By Ted Schnell • BocaJump | Nov, 24, 2011
Mayor David Kaptain said Wednesday he is encouraged by the turnout at the city’s Nov. 19 interactive public budget hearing, which saw 200 people turn out to ask questions and make suggestions about resolving Elgin’s structural deficit.
City officials are still digesting the results of the Nov. 19 hearing, where 40 people signed up to speak to or question city officials about the proposed 2012 budget. As proposed, the annual spending plan includes some cuts and a number of measures to strengthen and to diversify the city’s revenue streams to close a structural budget deficit ranging from $4.8 million to as much as $13 million.
“I think (the hearing) showed balance in the community,” Kaptain said. “We had people that have interests that really haven’t spoken up before — that was the arts community and people from social services.”
Those are the groups which face the largest immediate loss with a proposal to cut $2 million in funding from the city’s riverboat fund and divert that cash into the general fund. Prior to Nov. 19, most comments the City Council had heard in regard to the budget came during council meetings. The lion’s share of those have come from the special interest group Elgin OCTAVE, which formed with the primary purpose of pressuring the City Council to repeal the Elgin business license.
But the comments Saturday from the social services and arts groups struck a chord, Kaptain said.
“They want to know … what’s going to be the future for them as well,” he said. Kaptain explained that while the fund for these organizations will no longer remain in the city’s riverboat fund, the plan is to preserve funding for these groups.
“From the Community Development Block Grant funds, the city typically gets about $700,000 to $800,000 a year, and those are primarily used for capital projects to benefit people who are in the lower income brackets,” Kaptain said. “Our proposal is to take the construction grant fund out of that, which the city typically used for helping people who are in the lower end of the income bracket fix their porch or do repairs on their homes.”
In doing so, the city would be able to use roughly $100,000, which it normally would pocket to cover the costs of administering the program, and use it instead to provide funding for operational costs for social services agencies. The city would supplement that with another $150,000 that could be used by social service agencies for operational costs. Those agencies also could apply for the $700.000 to $800,000 in Community Development Block Grant funds to cover capital needs.
“So at the end of the day, there actually would be more funds available for operating costs for social service agencies than there were in the past,” Kaptain said. Agencies would reapply for the funding each year. “So really it’s just a shift in funding.”
Kaptain said he supports Councilman John Steffen’s proposal to find a similar means of supporting the arts community in Elgin as well. Members of local arts organizations were among those who spoke on Saturday.
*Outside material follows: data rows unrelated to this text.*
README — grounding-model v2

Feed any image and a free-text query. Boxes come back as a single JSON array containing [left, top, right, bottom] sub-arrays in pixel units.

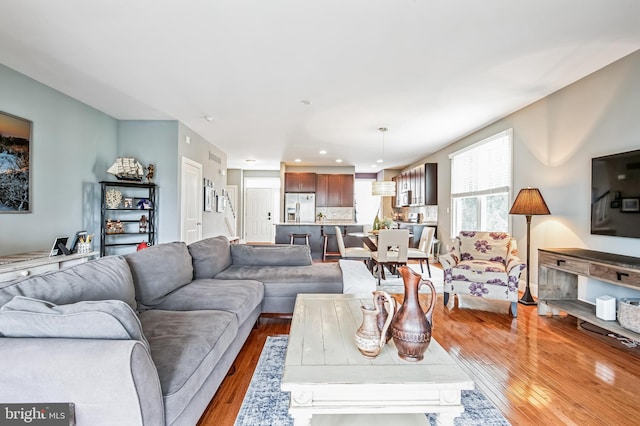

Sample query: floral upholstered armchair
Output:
[[439, 231, 527, 317]]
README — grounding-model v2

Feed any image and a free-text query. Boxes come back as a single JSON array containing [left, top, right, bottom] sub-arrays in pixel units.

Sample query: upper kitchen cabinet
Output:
[[316, 174, 354, 207], [284, 173, 316, 192]]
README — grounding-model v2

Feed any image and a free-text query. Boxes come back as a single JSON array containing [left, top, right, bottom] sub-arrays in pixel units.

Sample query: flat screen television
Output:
[[591, 150, 640, 238]]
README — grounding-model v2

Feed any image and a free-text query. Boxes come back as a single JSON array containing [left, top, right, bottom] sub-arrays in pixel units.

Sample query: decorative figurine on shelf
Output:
[[105, 219, 124, 234], [145, 164, 156, 183], [138, 215, 148, 234], [136, 198, 153, 210]]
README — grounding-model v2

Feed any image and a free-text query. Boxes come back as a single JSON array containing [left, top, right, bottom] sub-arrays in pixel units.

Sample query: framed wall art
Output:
[[0, 111, 33, 213]]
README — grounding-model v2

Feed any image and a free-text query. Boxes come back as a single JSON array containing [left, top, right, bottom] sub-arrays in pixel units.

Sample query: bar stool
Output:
[[289, 234, 311, 245]]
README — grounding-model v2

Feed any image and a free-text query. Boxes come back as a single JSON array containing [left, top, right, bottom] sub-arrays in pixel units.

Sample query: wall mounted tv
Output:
[[591, 150, 640, 238]]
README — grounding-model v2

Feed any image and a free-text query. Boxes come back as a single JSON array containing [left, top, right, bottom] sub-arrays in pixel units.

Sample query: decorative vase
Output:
[[391, 266, 436, 361], [373, 214, 380, 231], [354, 296, 393, 359], [373, 290, 396, 343]]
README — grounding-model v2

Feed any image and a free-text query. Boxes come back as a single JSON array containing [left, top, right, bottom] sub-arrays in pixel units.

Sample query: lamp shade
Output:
[[371, 180, 396, 197], [509, 188, 551, 215]]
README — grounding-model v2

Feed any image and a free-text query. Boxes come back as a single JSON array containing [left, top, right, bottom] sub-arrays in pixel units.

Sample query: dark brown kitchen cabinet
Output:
[[316, 174, 354, 207], [395, 163, 438, 207], [422, 163, 438, 206], [284, 173, 316, 192], [316, 175, 329, 207]]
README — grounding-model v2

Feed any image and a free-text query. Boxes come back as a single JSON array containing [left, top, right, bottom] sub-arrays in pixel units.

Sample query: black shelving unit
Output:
[[100, 181, 157, 256]]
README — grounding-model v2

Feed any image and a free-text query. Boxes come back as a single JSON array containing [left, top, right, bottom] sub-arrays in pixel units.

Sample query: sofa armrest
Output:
[[0, 338, 164, 426]]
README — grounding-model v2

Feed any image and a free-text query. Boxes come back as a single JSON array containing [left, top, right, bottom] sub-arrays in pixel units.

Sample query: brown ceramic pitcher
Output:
[[354, 291, 395, 359], [391, 266, 436, 361]]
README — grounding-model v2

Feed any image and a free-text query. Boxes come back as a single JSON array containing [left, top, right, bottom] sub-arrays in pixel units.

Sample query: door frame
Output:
[[242, 176, 283, 242]]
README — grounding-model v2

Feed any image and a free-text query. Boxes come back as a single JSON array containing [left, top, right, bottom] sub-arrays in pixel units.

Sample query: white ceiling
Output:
[[0, 0, 640, 172]]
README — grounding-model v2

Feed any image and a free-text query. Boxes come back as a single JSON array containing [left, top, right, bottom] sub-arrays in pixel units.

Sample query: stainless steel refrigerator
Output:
[[284, 193, 316, 222]]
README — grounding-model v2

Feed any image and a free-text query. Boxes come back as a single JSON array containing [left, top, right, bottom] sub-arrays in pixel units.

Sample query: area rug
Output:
[[235, 336, 509, 426]]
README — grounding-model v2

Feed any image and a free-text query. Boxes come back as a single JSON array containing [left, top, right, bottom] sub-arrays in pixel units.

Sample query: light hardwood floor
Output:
[[198, 282, 640, 426]]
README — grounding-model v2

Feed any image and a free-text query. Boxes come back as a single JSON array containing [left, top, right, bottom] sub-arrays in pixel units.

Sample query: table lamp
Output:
[[509, 188, 551, 305]]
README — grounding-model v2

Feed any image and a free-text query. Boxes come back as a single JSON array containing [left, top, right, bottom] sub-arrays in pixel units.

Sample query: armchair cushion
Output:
[[0, 296, 149, 347], [459, 231, 511, 265], [439, 231, 526, 316]]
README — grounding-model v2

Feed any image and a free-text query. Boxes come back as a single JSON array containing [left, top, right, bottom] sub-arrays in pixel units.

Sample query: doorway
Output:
[[243, 177, 280, 244], [244, 188, 275, 243], [180, 157, 203, 244]]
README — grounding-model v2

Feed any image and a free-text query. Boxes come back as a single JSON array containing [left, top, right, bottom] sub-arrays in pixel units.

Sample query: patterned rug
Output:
[[235, 336, 509, 426]]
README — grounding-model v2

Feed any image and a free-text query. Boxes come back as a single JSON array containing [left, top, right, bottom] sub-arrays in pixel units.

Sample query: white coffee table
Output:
[[281, 294, 474, 426]]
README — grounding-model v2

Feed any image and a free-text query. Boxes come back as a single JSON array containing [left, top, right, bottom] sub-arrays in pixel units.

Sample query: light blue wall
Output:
[[0, 65, 227, 256], [0, 65, 118, 255]]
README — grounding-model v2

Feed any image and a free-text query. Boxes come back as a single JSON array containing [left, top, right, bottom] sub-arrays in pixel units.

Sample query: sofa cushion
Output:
[[0, 256, 136, 309], [140, 309, 238, 424], [156, 279, 264, 324], [230, 244, 313, 266], [0, 296, 149, 347], [187, 236, 231, 279], [459, 231, 511, 264], [217, 263, 342, 297], [125, 242, 193, 308]]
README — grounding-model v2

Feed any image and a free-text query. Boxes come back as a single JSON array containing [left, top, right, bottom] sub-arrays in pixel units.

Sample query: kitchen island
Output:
[[275, 220, 362, 259]]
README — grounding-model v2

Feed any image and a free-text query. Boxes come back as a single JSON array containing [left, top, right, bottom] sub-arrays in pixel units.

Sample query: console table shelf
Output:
[[538, 248, 640, 341]]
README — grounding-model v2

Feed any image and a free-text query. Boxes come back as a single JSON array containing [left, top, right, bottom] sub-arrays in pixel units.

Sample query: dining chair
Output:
[[371, 229, 409, 285], [336, 226, 371, 266], [407, 226, 436, 277]]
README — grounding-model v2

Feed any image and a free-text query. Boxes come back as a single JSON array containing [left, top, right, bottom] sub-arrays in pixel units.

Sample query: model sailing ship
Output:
[[107, 157, 144, 182]]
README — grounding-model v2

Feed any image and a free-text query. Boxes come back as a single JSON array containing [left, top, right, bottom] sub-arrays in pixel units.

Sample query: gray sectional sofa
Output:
[[0, 237, 368, 426]]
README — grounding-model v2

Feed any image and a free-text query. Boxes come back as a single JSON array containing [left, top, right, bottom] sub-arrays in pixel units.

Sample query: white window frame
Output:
[[449, 129, 513, 236]]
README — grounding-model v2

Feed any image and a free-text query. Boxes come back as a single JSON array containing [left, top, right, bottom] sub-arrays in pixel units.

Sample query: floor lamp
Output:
[[509, 188, 551, 305]]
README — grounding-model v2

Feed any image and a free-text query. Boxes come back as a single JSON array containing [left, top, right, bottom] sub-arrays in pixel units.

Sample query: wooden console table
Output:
[[538, 248, 640, 340]]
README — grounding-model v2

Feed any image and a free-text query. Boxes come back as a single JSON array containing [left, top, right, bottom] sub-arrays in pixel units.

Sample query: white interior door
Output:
[[244, 188, 275, 243], [224, 185, 238, 237], [180, 157, 203, 244]]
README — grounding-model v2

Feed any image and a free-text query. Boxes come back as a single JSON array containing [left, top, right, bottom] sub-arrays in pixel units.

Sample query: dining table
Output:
[[347, 231, 413, 251]]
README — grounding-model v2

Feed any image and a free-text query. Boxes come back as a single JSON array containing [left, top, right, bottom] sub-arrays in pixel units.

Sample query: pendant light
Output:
[[371, 127, 396, 197]]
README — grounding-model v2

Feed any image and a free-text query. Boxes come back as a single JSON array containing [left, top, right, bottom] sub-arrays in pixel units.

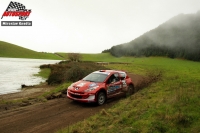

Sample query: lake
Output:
[[0, 57, 59, 95]]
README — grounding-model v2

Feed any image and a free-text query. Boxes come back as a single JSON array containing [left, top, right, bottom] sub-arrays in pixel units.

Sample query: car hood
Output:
[[73, 80, 103, 92]]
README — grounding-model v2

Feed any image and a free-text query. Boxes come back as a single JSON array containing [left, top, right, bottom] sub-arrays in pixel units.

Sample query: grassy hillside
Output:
[[57, 53, 134, 62], [108, 11, 200, 61], [0, 41, 62, 60], [58, 57, 200, 133]]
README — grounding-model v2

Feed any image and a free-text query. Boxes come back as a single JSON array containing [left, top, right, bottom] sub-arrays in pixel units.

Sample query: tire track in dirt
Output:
[[0, 74, 148, 133]]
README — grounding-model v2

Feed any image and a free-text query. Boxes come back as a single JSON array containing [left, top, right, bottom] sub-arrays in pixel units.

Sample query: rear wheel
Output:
[[97, 91, 106, 105], [126, 85, 134, 97]]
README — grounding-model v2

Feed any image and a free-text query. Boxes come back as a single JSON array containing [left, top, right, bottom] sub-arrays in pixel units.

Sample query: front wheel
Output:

“I think that Elgin is going to be an arts center in the northwestern suburbs, and as part of that, we need to provide some assistance and grants for some of these organizations,” the mayor continued.
In the past, the Elgin Cultural Arts Commission has distributed about $80,000, mostly for grants of up to $8,000 to various arts groups, such as the Elgin Youth Symphony, Elgin theater groups and others. But the Elgin Symphony and other groups were included in the cuts to the riverboat fund, and that also hit social services. Kaptain said.
He said the city is looking at increasing that grant funding, adding that it would be open to applications from all local arts programs, giving other groups potential access to the funding as well.